The Finnish basic education system has been thrown into such a state of confusion that it is threatening to compromise the legal protection of pupils and equality in further education, Jari Salminen, a researcher of educational history at the University of Helsinki, argues in a guest contribution to Helsingin Sanomat.
“Hardly anything is left of the carefully designed, thoroughly supervised and systematically developed basic education system,” he writes.
Salminen believes the quality of basic education has been compromised by talk about innovation, the ambiguous core curriculum reform, and several coinciding changes and projects.
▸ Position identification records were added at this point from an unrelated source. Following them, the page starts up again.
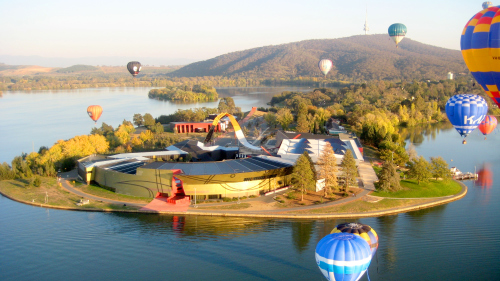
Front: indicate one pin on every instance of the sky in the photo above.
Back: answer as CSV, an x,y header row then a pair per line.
x,y
169,31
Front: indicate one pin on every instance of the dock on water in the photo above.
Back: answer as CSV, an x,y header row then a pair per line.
x,y
456,174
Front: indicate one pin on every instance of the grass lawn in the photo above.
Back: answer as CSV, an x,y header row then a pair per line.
x,y
432,188
54,194
101,192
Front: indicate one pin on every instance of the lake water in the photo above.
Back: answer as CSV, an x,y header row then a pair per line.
x,y
457,241
33,119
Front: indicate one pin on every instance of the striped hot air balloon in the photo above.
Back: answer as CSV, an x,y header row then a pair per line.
x,y
325,65
134,67
488,125
466,112
480,44
397,32
94,112
487,4
363,230
343,256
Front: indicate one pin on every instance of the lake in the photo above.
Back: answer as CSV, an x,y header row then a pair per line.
x,y
457,241
31,119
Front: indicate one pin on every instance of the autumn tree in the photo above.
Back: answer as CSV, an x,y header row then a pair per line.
x,y
419,169
302,176
328,168
440,168
389,178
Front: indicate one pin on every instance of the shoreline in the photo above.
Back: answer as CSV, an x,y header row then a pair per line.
x,y
269,213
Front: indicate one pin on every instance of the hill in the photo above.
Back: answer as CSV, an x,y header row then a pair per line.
x,y
361,57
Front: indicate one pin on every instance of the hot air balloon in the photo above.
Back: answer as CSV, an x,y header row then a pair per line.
x,y
487,125
487,4
343,256
397,32
325,65
363,230
480,49
94,112
134,67
466,112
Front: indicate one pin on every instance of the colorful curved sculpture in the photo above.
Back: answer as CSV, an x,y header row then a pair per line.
x,y
480,45
363,230
343,256
487,4
397,32
325,65
466,112
488,125
94,112
134,67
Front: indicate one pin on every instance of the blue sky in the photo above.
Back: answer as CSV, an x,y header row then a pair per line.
x,y
201,29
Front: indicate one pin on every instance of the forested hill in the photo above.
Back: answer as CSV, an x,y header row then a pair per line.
x,y
361,57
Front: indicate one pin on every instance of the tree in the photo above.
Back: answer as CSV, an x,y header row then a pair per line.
x,y
328,169
440,168
419,169
302,176
389,178
138,120
348,165
284,117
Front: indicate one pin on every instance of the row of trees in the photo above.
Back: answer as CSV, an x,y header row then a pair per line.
x,y
304,175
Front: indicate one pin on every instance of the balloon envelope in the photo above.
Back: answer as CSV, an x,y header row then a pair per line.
x,y
94,112
363,230
134,67
487,4
397,32
466,112
488,125
325,65
480,45
343,256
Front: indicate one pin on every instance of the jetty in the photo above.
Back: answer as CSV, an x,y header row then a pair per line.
x,y
456,174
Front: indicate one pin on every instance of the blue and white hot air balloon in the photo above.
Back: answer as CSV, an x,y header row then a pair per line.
x,y
325,65
466,112
343,256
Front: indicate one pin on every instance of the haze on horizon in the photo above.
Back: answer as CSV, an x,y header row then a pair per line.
x,y
174,32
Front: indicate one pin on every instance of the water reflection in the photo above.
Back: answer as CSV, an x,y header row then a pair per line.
x,y
484,176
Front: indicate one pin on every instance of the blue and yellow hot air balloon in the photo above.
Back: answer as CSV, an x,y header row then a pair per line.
x,y
397,32
363,230
343,256
480,44
466,112
487,4
325,65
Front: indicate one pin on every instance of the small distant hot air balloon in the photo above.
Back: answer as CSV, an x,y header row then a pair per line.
x,y
363,230
488,125
480,50
487,4
343,256
466,112
94,112
134,67
397,32
325,65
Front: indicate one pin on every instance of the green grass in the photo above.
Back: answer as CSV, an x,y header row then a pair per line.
x,y
104,193
432,188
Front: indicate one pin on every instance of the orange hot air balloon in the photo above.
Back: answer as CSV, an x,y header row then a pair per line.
x,y
487,125
94,112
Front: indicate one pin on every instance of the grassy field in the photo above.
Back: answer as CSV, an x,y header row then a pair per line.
x,y
361,206
432,188
51,194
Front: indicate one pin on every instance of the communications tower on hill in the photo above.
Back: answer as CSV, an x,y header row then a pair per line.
x,y
366,29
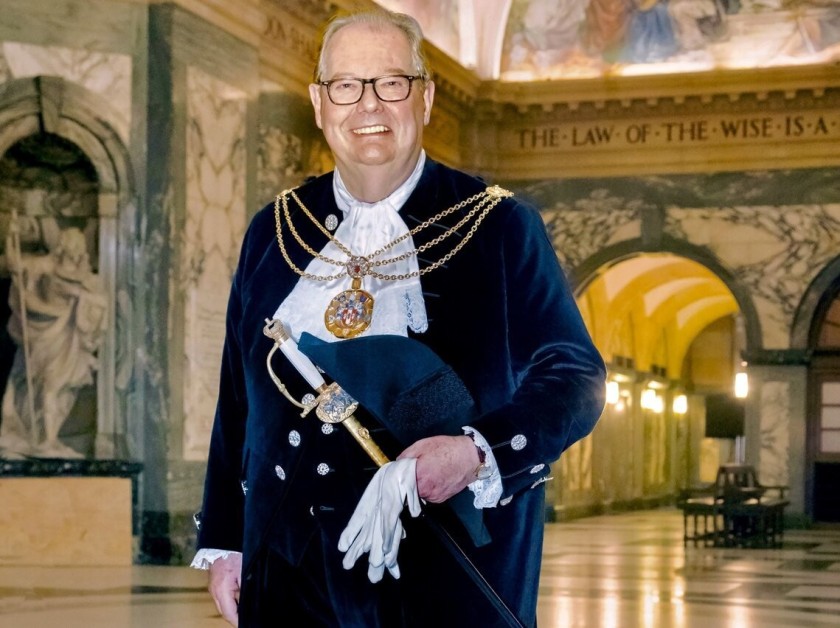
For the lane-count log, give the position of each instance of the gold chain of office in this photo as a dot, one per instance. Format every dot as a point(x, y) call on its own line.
point(357, 266)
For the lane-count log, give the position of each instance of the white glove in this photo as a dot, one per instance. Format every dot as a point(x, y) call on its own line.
point(375, 526)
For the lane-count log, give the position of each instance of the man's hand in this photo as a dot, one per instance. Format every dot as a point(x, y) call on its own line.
point(445, 465)
point(225, 576)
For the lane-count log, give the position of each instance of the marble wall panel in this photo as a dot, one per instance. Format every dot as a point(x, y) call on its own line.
point(214, 228)
point(588, 225)
point(773, 251)
point(105, 74)
point(774, 433)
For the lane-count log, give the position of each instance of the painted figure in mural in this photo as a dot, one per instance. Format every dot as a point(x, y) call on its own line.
point(58, 308)
point(650, 33)
point(470, 362)
point(606, 23)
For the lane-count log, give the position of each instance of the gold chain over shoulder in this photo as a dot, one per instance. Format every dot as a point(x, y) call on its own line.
point(351, 311)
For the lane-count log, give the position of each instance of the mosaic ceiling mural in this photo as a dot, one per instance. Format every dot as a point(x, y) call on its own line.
point(554, 39)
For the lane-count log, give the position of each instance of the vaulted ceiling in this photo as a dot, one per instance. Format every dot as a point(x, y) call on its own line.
point(649, 308)
point(526, 40)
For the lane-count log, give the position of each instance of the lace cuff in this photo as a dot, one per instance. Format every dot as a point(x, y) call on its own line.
point(488, 491)
point(207, 556)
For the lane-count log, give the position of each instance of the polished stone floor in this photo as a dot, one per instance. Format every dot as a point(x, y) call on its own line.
point(621, 570)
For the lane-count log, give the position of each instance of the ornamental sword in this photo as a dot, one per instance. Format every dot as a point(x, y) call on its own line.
point(334, 405)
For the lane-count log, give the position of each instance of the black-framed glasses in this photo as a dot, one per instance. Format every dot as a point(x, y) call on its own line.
point(390, 88)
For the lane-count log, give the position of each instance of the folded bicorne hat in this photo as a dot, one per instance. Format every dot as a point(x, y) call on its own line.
point(409, 389)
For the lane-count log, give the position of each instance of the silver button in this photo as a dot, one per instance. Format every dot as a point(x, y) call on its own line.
point(541, 481)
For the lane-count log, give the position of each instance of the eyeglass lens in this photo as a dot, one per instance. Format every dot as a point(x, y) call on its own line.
point(387, 88)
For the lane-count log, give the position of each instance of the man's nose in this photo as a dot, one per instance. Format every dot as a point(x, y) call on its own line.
point(369, 100)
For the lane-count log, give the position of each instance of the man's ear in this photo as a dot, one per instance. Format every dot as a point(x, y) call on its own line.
point(428, 99)
point(315, 97)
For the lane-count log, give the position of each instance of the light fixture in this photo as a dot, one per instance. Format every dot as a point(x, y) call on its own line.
point(613, 392)
point(651, 401)
point(742, 385)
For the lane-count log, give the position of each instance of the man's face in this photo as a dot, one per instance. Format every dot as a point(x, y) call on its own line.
point(372, 132)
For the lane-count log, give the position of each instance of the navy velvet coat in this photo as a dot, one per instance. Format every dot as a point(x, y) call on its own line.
point(500, 313)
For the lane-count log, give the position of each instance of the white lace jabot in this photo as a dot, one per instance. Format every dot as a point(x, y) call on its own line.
point(398, 305)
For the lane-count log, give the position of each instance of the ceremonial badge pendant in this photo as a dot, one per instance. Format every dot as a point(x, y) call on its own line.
point(351, 311)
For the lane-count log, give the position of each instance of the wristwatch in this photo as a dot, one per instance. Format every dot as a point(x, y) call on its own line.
point(483, 470)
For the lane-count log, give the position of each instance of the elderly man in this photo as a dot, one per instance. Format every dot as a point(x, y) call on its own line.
point(391, 246)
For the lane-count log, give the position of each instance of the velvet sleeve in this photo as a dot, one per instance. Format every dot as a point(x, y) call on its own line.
point(221, 519)
point(559, 375)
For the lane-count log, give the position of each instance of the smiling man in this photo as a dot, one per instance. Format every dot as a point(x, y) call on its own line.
point(437, 302)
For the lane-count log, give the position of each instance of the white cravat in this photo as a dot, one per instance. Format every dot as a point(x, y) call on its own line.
point(398, 305)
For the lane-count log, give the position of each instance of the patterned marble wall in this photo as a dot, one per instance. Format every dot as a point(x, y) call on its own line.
point(775, 406)
point(774, 231)
point(213, 232)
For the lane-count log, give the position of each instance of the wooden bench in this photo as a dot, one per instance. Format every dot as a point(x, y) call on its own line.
point(736, 511)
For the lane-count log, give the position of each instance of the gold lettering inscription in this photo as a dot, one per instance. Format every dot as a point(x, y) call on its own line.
point(712, 130)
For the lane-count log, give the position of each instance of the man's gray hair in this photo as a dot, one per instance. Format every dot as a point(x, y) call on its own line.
point(378, 18)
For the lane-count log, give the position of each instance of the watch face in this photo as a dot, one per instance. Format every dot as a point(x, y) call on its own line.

Such development efforts, he adds, have been based on images and social trends rather than thorough empirical evidence, and implemented in a reactive and volatile fashion.
“Meanwhile, the basic responsibilities of the school have been rejected.”
The Finnish basic education system became a global success story because it was created by combining the advantages of the two parallel systems it replaced – the folk school and the grammar school. A balance was found between practice and theory was found in teaching, while the systematic nature of the folk school ensured the objectives were reached, tells Salminen.
“Less and less is left of these principles. Nobody understands the overall state of teaching in primary schools today,” he writes.
Salminen views that one of the underlying problems is that virtually all instruments to steer and supervise the basic education system have been torn down. Another problem, he adds, is that teachers have only been offered limited continuing training opportunities to help them respond to the emphasis placed on digital and phenomenon-based learning in the new core curriculum.